Chromebooks with Linux app support will soon be able to install Debian packages
Recent code updates indicate forthcoming support for no-fuss Debian .deb package installation on Chrome OS devices that support Linux apps. The forthcoming feature will bring a new flow for installing Linux applications through .deb packages. A string of commits shows that support isn’t simply being turned on, but that all the finicky elements like interacting with the terminal, checking dependencies, and authentication will be hidden from the user.
The user interface flow still hasn’t been finalized, but we can expect that .deb files will be clickable from the Chrome OS Files app, which then triggers the installation in your Linux app container directly with no need for the user to step in when the process trips up. Incidentally, the Files app is getting a major revamp to integrate better with the Android and Linux app environments.

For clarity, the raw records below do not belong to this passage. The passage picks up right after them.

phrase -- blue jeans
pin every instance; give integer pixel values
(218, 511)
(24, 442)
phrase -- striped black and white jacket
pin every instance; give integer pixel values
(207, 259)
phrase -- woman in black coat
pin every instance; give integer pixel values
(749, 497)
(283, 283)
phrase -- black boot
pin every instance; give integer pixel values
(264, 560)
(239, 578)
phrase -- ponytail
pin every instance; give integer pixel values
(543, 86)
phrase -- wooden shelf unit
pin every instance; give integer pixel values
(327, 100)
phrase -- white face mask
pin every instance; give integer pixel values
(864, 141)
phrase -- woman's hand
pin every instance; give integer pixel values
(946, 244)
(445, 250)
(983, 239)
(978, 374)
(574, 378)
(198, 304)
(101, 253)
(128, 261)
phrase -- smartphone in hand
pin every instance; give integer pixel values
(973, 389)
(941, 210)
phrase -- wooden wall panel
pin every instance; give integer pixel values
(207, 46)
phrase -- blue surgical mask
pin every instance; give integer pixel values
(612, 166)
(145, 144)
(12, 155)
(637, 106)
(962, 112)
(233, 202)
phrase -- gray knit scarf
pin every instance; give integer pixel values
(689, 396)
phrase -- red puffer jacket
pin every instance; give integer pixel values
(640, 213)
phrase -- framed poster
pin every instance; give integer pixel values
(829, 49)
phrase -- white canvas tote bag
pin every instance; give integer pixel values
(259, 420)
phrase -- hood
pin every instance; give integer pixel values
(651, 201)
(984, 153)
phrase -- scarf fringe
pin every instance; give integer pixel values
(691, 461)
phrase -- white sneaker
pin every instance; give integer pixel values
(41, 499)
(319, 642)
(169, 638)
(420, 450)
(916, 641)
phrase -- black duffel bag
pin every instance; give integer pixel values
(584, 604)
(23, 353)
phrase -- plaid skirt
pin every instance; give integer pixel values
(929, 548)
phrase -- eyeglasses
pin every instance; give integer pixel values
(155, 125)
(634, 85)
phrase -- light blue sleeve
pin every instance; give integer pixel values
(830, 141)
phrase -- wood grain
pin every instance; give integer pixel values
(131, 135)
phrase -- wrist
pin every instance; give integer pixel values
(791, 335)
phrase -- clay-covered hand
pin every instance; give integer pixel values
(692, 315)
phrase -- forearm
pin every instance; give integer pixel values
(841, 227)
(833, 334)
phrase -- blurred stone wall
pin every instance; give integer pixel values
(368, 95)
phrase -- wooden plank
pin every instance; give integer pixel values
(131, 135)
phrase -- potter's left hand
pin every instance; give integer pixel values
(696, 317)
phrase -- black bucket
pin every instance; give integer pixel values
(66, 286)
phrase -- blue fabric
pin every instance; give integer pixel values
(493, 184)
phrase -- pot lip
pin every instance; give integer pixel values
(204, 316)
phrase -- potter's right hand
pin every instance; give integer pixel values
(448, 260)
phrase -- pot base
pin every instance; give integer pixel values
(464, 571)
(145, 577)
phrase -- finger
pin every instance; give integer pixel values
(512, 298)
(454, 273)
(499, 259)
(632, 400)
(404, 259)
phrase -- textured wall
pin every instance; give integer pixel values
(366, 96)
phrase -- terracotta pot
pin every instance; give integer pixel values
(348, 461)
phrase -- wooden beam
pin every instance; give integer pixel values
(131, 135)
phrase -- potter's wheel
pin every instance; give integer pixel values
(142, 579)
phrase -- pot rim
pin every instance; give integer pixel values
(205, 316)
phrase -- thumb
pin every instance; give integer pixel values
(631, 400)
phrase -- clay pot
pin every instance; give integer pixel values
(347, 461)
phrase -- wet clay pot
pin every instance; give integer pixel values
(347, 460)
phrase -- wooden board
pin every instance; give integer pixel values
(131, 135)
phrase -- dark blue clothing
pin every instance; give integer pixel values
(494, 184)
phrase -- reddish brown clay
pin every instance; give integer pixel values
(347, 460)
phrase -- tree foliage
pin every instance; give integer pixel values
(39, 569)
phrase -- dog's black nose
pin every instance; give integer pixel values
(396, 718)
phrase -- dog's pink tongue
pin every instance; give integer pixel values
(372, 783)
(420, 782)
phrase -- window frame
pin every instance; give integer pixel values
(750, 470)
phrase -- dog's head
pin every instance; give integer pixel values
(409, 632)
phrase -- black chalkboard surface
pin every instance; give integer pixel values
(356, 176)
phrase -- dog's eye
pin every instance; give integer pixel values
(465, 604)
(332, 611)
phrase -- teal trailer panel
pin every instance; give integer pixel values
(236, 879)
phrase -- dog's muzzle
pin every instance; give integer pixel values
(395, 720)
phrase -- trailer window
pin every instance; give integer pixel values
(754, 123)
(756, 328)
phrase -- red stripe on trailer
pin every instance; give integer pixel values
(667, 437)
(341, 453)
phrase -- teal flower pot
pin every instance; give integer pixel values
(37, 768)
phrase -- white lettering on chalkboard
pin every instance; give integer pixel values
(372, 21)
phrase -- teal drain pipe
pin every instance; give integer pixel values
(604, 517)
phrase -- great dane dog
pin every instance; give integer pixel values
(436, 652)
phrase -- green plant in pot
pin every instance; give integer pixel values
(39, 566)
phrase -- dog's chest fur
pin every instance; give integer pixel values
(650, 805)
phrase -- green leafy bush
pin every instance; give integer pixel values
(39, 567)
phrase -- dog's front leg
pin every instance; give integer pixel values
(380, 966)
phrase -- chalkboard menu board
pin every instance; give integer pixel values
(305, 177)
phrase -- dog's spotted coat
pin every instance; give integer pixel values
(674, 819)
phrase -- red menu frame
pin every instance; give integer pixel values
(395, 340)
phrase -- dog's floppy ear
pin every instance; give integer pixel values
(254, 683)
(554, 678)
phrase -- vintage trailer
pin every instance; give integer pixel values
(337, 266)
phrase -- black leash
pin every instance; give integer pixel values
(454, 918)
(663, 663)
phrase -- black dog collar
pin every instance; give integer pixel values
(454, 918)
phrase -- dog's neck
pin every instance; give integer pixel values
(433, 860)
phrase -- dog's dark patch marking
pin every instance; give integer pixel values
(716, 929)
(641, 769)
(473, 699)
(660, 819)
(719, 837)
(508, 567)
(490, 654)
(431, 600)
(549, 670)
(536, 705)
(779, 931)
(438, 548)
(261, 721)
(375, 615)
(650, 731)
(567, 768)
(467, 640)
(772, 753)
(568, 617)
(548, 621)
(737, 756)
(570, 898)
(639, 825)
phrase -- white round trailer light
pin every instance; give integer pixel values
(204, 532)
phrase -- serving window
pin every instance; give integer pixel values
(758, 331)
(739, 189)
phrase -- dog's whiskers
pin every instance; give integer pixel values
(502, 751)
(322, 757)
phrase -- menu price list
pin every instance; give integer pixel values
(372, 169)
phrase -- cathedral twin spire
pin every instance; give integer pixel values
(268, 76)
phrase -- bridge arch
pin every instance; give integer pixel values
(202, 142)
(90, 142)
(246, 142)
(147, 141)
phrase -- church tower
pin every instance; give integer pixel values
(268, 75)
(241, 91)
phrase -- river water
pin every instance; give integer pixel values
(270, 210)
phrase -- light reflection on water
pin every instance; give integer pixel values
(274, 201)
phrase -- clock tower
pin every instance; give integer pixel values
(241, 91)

If you’re curious about the full implementation, check out the bug tracker for this feature as it’s rich with in-depth information. You’ll also be able to see when the feature comes to fruition if you star it.
This feature will no-doubt simplify setup and installation for inexperienced users and make interacting with Linux apps less daunting for those not familiar with Linux.
Linux app support (also known as Project Crostini) is maturing fast. What started as a showcase on the Pixelbook two months ago is now available on dozens of devices. We expect Chrome OS version 69 to bring Linux apps to the Stable and Beta channels, but those on the Developer and Canary channels can enjoy all these new features right now.